Der Umfang dieser Sicherheitsprüfung wird schon ausreichen– Die Cybersicherheit im Unternehmen durch Penetration-Tests auf die Probe zu stellen ist ein wichtiger Baustein im Aufbau der Cyberresilienz. Wählt man allerdings den Scope des Pentests zu klein, ist wenig gewonnen. Denn so entsteht ein vermeintliches Gefühl von Sicherheit. Ein typisches Beispiel ist der Ausschluss bestimmter Systeme, etwa solcher, die am Ende ihres Lebenszyklus stehen, weil sie ja – so heißt es dann – sowieso bald ab­geschaltet oder ersetzt werden.
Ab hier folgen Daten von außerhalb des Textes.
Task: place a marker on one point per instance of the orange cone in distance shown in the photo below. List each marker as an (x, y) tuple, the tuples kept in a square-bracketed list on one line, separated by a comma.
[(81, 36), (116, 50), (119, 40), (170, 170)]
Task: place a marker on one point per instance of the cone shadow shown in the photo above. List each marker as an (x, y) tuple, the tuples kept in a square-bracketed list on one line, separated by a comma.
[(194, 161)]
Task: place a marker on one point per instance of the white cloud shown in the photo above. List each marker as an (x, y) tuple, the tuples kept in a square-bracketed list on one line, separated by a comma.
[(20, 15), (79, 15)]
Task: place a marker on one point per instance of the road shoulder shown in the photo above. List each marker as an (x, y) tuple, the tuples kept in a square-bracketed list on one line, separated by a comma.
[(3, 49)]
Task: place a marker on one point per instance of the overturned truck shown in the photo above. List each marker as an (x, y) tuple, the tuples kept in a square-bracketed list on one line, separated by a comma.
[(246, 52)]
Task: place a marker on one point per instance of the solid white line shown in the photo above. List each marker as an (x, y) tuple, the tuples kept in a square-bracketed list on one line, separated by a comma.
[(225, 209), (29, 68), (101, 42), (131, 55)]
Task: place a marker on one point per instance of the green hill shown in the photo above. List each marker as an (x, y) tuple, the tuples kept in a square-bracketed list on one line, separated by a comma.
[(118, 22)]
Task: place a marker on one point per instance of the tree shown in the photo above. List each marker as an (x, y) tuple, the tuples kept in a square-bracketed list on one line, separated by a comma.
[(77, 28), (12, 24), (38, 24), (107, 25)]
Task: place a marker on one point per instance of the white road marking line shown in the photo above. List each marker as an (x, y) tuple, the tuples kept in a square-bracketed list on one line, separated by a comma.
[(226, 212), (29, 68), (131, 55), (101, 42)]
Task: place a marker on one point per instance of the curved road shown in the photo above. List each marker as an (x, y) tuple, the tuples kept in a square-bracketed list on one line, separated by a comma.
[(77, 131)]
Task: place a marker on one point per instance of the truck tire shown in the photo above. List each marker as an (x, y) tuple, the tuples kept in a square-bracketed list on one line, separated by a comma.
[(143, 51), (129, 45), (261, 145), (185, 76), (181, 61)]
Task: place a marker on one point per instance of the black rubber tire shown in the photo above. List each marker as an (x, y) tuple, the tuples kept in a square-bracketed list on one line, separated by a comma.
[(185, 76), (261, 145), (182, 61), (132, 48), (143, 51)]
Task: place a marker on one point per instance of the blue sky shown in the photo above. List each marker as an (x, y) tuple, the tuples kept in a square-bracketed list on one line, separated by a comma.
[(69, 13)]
Dabei bieten gerade diese Altsysteme oft den verführerischsten Angriffsvektor.

Ein anderes Beispiel: Auf dem Server, der eine zu prüfende Webanwendung betreibt, läuft eben auch noch ein FTP-Dienst, der die vollständige Kompromittierung des Servers ermöglicht – aber alle Dienste außer der Webanwendung sind von der Prüfung ausgeschlossen. Ebenso kommt es vor, dass beispielsweise ein Finanzinstitut den Umfang seiner Prüfung nur so groß wählt, wie es regulatorisch vorgeschrieben und offiziell erforderlich ist. Auch hier wäre das Resultat eine trügerische Scheinsicherheit. Darum ist es so wichtig, Pentests nicht nur auf einen Ausschnitt der Unternehmens-IT zu richten, sondern sie holistisch anzulegen.

Annahme 5:

Penetration-Tests kann die IT-Abteilung nebenher übernehmen – Pentests können in den meisten Unternehmen gar keine Inhouse-Aufgabe sein. Denn in der Regel ist das Administrationsteam mit seinen operativen Aufgaben bereits zu 100%, wenn nicht gar zu 120% ausgelastet. Zudem verlangen Penetration-Tests ein hoch spezialisiertes und hochaktuelles Fachwissen, über das die eigene IT-Abteilung in der Regel gar nicht verfügen kann. Es ist wichtig, dass das Management versteht, dass ein Pentest nichts ist, was sich einfach nebenher erledigen ließe. Gleichzeitig müssen sich die Mitarbeiter der internen IT klarmachen, dass es bei einer Sicherheitsprüfung nie darum geht, ihre Arbeit in Sachen Cybersecurity zu diskreditieren, sondern zu stärken. Ein aussagefähiger Penetration-Test wäre mit Inhouse-Ressourcen gar nicht durchführbar, weil Know-how und Zeit dafür fehlen.

Annahme 6:

Unsere Backups retten uns im Notfall – Heute ist diese Aussage nicht mehr in jedem Fall gültig, denn die Qualität von Schadsoftware ist deutlich gestiegen. Es gibt inzwischen Ransomware, die sich zuerst in den Backups eines Unternehmens einnistet und diese nach und nach zerstört. Erst Monate später, wenn das Backup unbrauchbar geworden ist, macht sich der Krypto-Trojaner daran, die Daten des Unternehmens zu verschlüsseln – und die eigentliche Erpressung beginnt. Darum sollte man Backups heute erstens mit geeigneten Schutzkonzepten vor Malware sichern und sie zweitens regelmäßig prüfen. Unternehmen müssen ihre Disaster Recovery regelmäßig testen, üben und ausprobieren. Und wenn ein Unternehmen sein Backup aus Sicherheitsgründen verschlüsselt, können Cyberkriminelle natürlich auch diesen Backup-Schlüssel des Unternehmens verschlüsseln. Darum ist es wichtig, dass Unternehmen ihre Kryptoschlüssel für das Backup offline aufbewahren und auch ihr Notfalltraining in Sachen Disaster Recovery offline dokumentieren.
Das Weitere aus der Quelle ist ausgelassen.